The Random Sampling component randomly samples the input data. You can specify the proportion or number of samples. The samples are independent of each other.
Configure the component
You can use one of the following methods to configure the Random Sampling component.
Method 1: Configure the component on the pipeline page
Configure the component parameters on the pipeline page of Machine Learning Designer.

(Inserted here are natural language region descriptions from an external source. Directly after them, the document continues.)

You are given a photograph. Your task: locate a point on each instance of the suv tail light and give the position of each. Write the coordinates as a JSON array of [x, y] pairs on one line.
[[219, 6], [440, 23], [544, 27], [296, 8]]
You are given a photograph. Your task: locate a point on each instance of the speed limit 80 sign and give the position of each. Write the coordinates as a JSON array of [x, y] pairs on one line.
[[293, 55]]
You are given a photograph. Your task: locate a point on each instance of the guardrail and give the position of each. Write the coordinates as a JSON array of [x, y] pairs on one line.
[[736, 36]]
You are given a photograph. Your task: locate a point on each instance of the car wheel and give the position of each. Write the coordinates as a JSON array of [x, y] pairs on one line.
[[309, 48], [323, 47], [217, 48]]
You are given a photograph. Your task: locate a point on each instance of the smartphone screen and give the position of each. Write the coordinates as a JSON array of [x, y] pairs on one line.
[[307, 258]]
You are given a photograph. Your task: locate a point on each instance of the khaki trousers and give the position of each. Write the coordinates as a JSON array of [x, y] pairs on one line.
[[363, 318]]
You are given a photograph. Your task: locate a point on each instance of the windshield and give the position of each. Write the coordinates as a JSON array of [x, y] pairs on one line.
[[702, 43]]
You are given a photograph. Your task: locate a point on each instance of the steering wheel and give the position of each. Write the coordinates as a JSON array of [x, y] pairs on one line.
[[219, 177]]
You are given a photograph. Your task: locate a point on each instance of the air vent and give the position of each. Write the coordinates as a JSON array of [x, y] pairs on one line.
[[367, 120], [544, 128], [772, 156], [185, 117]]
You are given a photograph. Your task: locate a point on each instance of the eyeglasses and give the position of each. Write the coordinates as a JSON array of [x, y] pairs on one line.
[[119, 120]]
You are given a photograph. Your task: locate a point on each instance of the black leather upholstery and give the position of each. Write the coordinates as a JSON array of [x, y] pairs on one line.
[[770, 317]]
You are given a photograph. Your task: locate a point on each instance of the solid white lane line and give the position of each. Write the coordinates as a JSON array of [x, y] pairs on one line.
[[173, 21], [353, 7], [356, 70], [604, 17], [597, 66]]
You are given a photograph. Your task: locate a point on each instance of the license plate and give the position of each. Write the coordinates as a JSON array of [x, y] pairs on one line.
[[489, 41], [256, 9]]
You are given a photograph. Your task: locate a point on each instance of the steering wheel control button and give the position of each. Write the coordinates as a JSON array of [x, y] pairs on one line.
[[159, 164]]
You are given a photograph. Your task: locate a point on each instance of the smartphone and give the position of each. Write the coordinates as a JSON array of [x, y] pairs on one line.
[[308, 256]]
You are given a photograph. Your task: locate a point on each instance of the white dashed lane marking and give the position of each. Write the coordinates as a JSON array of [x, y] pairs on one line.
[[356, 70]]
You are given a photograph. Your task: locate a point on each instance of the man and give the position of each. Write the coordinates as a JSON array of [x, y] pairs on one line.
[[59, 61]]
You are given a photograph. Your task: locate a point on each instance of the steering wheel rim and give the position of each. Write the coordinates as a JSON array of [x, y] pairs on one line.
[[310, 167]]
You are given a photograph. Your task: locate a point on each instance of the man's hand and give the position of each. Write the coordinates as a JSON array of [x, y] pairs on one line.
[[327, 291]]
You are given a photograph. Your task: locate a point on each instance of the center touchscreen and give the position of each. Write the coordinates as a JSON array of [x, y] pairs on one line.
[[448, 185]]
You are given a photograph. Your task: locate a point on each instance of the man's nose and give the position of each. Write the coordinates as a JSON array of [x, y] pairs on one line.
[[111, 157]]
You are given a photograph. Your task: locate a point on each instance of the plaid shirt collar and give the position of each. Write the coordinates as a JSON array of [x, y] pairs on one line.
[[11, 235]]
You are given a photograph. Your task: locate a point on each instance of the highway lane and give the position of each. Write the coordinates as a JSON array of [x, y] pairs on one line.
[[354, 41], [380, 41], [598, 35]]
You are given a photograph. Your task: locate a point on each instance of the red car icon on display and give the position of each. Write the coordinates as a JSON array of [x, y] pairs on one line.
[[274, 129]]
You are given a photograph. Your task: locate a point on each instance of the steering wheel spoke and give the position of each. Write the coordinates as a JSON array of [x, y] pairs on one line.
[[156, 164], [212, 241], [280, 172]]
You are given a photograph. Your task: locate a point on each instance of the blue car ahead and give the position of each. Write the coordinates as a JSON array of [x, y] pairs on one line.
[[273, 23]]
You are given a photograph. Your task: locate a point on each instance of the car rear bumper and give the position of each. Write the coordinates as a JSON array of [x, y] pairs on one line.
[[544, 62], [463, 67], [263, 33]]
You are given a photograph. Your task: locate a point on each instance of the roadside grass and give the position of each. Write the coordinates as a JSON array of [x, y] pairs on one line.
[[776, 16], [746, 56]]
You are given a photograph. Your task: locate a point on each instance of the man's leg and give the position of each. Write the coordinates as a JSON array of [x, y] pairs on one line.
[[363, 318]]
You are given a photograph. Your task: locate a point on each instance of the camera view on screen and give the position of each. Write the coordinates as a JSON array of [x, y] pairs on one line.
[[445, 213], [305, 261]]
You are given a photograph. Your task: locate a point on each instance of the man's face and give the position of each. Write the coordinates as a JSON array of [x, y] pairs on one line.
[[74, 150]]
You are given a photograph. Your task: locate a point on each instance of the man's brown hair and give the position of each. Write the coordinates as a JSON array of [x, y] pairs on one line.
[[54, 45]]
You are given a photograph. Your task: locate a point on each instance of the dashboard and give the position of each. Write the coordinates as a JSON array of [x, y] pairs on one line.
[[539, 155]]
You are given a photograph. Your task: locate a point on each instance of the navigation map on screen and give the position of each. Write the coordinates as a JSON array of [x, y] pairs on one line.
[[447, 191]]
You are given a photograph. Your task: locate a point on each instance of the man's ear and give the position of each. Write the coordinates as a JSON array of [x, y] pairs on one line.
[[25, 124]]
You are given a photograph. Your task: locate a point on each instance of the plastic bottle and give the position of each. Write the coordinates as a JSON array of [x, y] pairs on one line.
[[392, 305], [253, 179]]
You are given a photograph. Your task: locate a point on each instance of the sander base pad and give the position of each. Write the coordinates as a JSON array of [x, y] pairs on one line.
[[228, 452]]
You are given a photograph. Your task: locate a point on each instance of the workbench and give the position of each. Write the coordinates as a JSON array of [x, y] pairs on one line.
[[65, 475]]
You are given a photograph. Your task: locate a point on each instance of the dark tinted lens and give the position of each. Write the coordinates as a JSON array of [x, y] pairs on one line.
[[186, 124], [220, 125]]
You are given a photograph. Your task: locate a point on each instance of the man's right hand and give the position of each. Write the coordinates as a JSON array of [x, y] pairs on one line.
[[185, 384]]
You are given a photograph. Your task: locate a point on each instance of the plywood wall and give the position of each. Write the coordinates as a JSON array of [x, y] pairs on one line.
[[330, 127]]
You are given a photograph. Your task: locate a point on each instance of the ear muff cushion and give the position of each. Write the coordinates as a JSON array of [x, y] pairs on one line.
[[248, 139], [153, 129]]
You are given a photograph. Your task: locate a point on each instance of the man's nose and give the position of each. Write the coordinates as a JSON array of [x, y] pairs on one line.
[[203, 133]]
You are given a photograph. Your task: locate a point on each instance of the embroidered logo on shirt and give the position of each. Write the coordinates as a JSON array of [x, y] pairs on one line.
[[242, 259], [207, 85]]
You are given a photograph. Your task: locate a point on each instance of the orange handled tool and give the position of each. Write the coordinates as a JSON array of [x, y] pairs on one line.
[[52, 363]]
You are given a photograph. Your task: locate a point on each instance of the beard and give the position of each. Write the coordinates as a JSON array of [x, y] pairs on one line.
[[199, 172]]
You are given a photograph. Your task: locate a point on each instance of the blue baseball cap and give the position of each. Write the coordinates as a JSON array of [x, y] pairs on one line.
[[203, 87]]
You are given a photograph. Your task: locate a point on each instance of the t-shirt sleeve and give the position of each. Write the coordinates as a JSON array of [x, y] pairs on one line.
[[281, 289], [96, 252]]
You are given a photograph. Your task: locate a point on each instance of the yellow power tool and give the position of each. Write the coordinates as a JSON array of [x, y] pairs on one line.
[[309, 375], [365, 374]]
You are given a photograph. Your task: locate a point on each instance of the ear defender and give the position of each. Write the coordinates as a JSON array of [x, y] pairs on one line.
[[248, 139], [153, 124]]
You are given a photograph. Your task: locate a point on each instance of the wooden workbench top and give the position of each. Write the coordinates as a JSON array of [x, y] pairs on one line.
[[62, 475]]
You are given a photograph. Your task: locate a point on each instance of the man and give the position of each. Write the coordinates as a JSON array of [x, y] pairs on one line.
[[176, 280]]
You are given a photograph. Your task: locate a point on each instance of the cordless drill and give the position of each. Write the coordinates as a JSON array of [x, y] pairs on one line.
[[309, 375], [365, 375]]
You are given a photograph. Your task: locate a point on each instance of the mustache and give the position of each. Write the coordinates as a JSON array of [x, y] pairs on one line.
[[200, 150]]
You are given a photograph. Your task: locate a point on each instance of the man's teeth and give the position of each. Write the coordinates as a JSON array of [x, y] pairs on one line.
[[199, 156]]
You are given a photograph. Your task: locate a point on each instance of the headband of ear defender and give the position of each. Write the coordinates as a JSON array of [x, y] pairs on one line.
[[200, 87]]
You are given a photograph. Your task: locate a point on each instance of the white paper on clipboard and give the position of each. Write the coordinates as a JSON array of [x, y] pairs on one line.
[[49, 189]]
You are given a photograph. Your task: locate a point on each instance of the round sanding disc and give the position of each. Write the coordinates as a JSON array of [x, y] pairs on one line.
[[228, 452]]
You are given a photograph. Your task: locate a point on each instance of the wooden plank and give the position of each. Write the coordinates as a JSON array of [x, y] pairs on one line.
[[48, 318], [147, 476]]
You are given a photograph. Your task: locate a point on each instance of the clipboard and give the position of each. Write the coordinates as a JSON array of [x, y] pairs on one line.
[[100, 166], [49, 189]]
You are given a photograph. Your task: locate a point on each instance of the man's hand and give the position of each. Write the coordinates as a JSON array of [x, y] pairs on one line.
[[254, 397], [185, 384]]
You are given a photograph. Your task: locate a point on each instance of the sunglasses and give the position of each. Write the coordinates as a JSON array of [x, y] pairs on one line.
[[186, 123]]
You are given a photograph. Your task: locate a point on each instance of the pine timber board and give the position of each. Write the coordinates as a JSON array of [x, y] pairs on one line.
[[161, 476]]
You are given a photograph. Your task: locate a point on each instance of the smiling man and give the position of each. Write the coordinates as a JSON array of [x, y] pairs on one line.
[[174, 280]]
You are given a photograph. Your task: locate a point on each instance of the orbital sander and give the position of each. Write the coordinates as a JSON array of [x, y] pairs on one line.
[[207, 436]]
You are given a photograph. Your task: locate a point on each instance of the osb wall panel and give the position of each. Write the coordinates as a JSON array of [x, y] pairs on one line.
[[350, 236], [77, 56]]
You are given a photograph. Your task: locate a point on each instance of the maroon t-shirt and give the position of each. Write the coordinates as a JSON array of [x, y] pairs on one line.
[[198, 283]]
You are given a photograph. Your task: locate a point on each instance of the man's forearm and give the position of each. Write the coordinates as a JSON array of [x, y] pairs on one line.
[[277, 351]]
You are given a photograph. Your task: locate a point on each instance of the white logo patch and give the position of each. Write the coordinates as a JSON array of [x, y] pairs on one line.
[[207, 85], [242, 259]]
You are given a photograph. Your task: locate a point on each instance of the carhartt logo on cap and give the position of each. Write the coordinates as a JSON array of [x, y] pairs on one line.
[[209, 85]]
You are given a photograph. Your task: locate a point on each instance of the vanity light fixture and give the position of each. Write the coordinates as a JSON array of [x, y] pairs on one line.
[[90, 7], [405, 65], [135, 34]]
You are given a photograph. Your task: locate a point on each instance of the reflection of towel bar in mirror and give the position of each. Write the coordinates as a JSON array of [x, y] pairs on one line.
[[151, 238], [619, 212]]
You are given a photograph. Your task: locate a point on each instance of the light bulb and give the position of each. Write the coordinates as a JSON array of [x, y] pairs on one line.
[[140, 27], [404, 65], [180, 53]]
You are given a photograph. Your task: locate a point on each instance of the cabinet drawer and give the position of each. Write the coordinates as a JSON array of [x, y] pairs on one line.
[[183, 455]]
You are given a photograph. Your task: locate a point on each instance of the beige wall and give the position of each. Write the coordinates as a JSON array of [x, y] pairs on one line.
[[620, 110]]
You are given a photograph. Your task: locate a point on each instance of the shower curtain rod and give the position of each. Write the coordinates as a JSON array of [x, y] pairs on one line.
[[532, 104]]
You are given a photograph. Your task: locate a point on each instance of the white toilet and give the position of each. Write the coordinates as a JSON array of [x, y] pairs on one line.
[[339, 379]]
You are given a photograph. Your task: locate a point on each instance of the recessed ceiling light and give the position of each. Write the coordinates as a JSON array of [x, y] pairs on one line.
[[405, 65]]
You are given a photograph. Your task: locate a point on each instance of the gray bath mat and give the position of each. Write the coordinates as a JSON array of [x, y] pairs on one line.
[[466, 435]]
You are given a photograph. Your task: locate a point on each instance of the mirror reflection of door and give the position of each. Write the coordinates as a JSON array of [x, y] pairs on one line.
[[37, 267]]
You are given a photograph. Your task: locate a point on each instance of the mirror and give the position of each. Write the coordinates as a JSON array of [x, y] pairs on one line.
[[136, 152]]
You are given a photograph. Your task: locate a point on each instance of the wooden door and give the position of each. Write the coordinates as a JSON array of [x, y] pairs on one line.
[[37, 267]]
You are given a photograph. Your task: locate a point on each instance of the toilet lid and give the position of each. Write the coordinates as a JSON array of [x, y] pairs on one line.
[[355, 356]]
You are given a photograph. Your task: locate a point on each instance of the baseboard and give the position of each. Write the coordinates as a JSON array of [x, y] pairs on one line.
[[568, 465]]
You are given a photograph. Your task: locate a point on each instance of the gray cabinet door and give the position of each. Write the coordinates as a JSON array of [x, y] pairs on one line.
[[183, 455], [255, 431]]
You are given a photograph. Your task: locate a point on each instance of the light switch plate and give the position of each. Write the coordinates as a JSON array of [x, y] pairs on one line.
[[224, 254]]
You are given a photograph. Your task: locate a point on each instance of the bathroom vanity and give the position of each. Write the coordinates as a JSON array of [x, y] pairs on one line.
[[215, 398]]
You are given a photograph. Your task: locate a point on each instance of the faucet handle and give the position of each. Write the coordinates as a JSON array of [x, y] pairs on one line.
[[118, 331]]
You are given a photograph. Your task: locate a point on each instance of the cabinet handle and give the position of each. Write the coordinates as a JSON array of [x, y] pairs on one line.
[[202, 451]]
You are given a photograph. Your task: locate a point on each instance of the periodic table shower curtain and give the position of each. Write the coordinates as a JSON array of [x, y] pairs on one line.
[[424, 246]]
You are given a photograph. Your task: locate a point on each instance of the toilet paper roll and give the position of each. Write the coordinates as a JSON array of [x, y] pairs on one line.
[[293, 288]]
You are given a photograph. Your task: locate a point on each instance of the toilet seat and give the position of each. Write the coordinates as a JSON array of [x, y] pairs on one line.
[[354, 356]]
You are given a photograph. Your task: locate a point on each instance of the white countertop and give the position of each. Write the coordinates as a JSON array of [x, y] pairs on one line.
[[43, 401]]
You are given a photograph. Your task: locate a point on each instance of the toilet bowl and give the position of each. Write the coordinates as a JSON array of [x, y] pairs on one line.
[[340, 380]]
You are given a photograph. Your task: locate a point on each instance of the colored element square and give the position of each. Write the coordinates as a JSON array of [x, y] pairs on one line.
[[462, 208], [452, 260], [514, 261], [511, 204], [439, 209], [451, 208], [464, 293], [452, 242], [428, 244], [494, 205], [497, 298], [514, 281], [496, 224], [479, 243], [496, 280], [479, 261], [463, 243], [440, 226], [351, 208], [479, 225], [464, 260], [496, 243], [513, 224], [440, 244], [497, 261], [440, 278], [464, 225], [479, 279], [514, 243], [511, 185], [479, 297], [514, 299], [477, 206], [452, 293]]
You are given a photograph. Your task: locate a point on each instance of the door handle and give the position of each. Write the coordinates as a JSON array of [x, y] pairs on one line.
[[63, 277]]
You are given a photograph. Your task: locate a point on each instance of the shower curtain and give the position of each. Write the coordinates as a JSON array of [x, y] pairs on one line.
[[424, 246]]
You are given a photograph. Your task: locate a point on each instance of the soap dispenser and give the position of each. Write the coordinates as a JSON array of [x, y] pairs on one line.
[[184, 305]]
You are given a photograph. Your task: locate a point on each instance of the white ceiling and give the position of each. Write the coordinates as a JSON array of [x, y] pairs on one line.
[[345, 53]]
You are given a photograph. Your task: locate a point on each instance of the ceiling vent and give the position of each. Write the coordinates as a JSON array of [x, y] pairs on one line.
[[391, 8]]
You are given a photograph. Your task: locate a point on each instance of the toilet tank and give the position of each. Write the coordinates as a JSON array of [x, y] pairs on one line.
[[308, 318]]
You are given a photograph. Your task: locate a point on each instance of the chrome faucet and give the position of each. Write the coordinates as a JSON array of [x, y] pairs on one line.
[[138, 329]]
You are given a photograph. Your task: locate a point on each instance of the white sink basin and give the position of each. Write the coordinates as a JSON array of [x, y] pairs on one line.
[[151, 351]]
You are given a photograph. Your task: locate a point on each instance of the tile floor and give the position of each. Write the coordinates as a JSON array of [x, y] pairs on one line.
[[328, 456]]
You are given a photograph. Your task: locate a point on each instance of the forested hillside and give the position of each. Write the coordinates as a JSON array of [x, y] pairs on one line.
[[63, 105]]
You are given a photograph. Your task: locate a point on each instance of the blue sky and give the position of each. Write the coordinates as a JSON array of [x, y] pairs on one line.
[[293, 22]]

Tab | Parameter | Description |
Parameters Setting | Sample Size | The value must be a positive integer. |
Sampling Fraction | The value must be a floating-point number. Valid values: (0,1). | |
Sampling with Replacement | By default, this check box is not selected. If you select this check box, sampling with replacement is enabled. | |
Random Seed | By default, the system determines the value. | |
Tuning | Cores | The value must be a positive integer. By default, the system determines the value. |
Memory Size per Core | The value must be a positive integer. Unit: MB. Valid values: (1,65536). By default, the system determines the value. |
Method 2: Use PAI commands
Configure the component parameters by using PAI commands. You can use the SQL Script component to call PAI commands. For more information, see SQL Script.
PAI -name RandomSample
-project algo_public
-Dlifecycle="28"
-DoutputTableName="test2"
-Dreplace="false"
-DsampleSize="500"
-DinputPartitions="pt=20150501"
-DinputTableName="bank_data_partition";
Parameter | Required | Description | Default value |
inputTableName | Yes | The name of the input table. | No default value |
inputTablePartitions | No | The partitions that are selected from the input table for training. The following formats are supported:
Note Separate multiple partitions with commas (,) | No default value |
outputTableName | Yes | The name of the output table. | No default value |
sampleSize | No | The number of samples. Note
| No default value |
sampleRatio | No | The sampling proportion. The value must be a floating-point number. Valid values: (0,1). | No default value |
replace | No | Specifies whether to enable sampling with replacement. The value must be of the BOOLEAN type. | false |
randomSeed | No | The random seed. The value must be a positive integer. | Determined by the system |
lifecycle | No | The lifecycle of the output table. Valid values: [1,3650]. | No default value |
coreNum | No | The number of cores used in computing. The value must be a positive integer. | Determined by the system |
memSizePerCore | No | The memory size of each core. Valid values: (1,65536). Unit: MB. | Determined by the system |